Dans le Wrestler de Darren Aronofsky se tient ce beau moment de mélancolie qui fait dire à Mickey Rourke que les nineties, via l’intransigeance cobainienne, ont tué le fun – et par là même, l’essence – de la musique rock. Contredisant cette théorie, J. Mascis est un cas à part dans l’historiographie du rock à guitares: définitivement associé à une scène grunge dont il est le plus crédible vétéran, il porte aussi en lui, à l’évidence, un pôle Axl Rose qui explose autant dans son (mauvais?) goût pour les accessoires mauve fluo que pour les soli à rallonge sur ses six cordes. Dinosaur Jr, son groupe issu de l’équilibre trouvé avec le frère ennemi Lou Barlow (et ses lunettes d’étudiant intello), fut l’alpha et l’oméga de cette décennie aujourd’hui célébrée – voir l’expo du Centre Pompidou Metz, coup d’envoi d’une estivale vague médiatique déjà rétro. Une décennie que le groupe aura quasiment, et avec quelques années d’avance, inventée. Le reformant dans son line-up originel en 2007, J. Mascis alterne désormais albums de Dinosaur Jr et disques solo. Tied to a Star, qui est après Several Shades of Why, le deuxième LP portant sa seule signature, confirme que ce versant de son œuvre, loin des exubérances hard (alors même que le fidèle Agnello est maintenu au mix), sonne curieusement indie-folk et semble ne rien chercher d’autre que la joliesse.
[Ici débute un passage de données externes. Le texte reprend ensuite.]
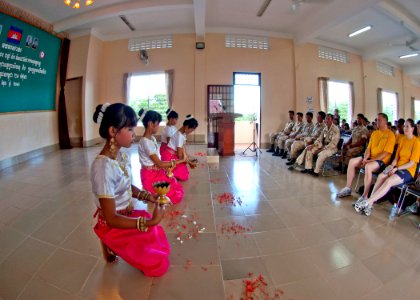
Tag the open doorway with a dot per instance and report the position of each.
(247, 101)
(73, 94)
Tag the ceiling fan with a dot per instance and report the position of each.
(294, 5)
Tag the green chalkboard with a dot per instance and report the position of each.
(28, 66)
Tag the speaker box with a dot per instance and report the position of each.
(200, 45)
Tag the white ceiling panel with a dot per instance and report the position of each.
(383, 29)
(395, 22)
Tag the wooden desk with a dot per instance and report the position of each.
(225, 132)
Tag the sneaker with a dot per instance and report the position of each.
(367, 211)
(413, 208)
(360, 206)
(361, 198)
(344, 192)
(290, 163)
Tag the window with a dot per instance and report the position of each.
(417, 110)
(247, 92)
(147, 43)
(333, 54)
(148, 91)
(339, 97)
(390, 105)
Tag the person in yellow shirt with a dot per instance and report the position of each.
(418, 130)
(401, 170)
(377, 155)
(400, 130)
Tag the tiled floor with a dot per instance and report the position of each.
(289, 228)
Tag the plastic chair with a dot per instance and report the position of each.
(408, 189)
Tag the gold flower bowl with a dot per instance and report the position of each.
(193, 163)
(161, 188)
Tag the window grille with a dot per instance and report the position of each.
(415, 81)
(152, 42)
(249, 42)
(333, 54)
(384, 68)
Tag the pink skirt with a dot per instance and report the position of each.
(146, 251)
(181, 171)
(162, 149)
(150, 176)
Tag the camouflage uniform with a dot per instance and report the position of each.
(325, 146)
(281, 139)
(358, 133)
(286, 131)
(306, 130)
(301, 144)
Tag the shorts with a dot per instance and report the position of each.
(404, 175)
(381, 164)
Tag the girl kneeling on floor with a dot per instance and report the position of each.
(153, 169)
(132, 234)
(177, 150)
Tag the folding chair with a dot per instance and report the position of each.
(375, 174)
(332, 161)
(408, 189)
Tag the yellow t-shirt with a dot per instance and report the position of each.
(382, 141)
(408, 150)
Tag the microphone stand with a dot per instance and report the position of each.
(253, 146)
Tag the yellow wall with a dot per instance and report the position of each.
(289, 74)
(410, 90)
(309, 68)
(375, 80)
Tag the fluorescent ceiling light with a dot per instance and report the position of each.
(409, 55)
(360, 31)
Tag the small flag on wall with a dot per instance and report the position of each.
(14, 35)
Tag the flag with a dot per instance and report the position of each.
(14, 35)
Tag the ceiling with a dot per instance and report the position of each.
(326, 22)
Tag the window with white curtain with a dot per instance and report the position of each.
(148, 91)
(417, 109)
(390, 105)
(339, 97)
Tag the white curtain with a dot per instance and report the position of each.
(126, 86)
(169, 79)
(323, 93)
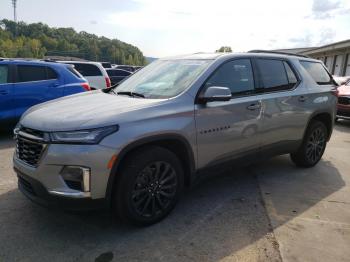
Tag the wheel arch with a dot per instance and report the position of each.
(173, 142)
(324, 117)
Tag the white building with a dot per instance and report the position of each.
(336, 56)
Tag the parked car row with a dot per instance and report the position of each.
(343, 106)
(25, 83)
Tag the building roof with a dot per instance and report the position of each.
(329, 47)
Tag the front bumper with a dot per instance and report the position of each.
(343, 111)
(36, 192)
(44, 184)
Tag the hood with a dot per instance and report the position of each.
(83, 111)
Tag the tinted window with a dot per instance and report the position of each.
(3, 74)
(51, 74)
(28, 73)
(118, 73)
(236, 75)
(292, 79)
(74, 72)
(106, 65)
(276, 74)
(317, 72)
(164, 78)
(88, 69)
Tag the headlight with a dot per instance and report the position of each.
(91, 136)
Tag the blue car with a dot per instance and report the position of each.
(25, 83)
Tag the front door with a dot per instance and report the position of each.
(31, 87)
(227, 130)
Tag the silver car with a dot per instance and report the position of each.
(134, 147)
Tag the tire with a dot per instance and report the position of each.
(148, 186)
(313, 146)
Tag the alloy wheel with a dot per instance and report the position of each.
(154, 190)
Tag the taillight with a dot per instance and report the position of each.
(86, 86)
(108, 82)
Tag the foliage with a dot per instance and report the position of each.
(38, 40)
(224, 49)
Or, si l’on accepte sans problème qu’un Mark Oliver Everett, par exemple, ait en ligne de mire le classicisme du Dylan le plus traditionnel, on n’attend pas précisément Mascis sur ce terrain. Pourtant, sa personnalité démontre aussi qu’il peut prétendre à une émotion qu’un Beck (dont les meilleurs albums sont les moins sentimentaux) n’effleurera jamais. Même si l’absence de mauvais goût frôle la faute de goût, on a beau attendre un peu de gras, on fond. Et si Wide Awake évite, à 2min30s, la sortie de route – qu’à vrai dire, on désire très fort – pour rester dans les clous et retrouver sa mélodie, on fait comme J. : on rend les armes. Devant ces petits motifs ciselés, cette voix qui s’excuse un peu d’aller chercher la tendresse, le doux renfort de Chan Marshall. Meilleur morceau d’un bel album, Wide Awake est un petit chef-d’œuvre discret, devant lequel n’ont pas à rougir d’autres réussites ici présentes, du single Every Morning au sensible And Then en passant par un Heal The Star vaguement R.E.M. période Automatic: ça sent le vrai bois mais aussi un peu le sapin, J. Mascis prend de l’âge et son songwriting devient pluvieux. Pris, peut-être, dans le « trop vieux pour ces conneries » (The Wrestler, again), le dinosaure senior acquiesce au classicisme de son époque – c’est-à-dire ce qui fut un jour l’indé du rock, devenu cliché éculé et norme frileuse.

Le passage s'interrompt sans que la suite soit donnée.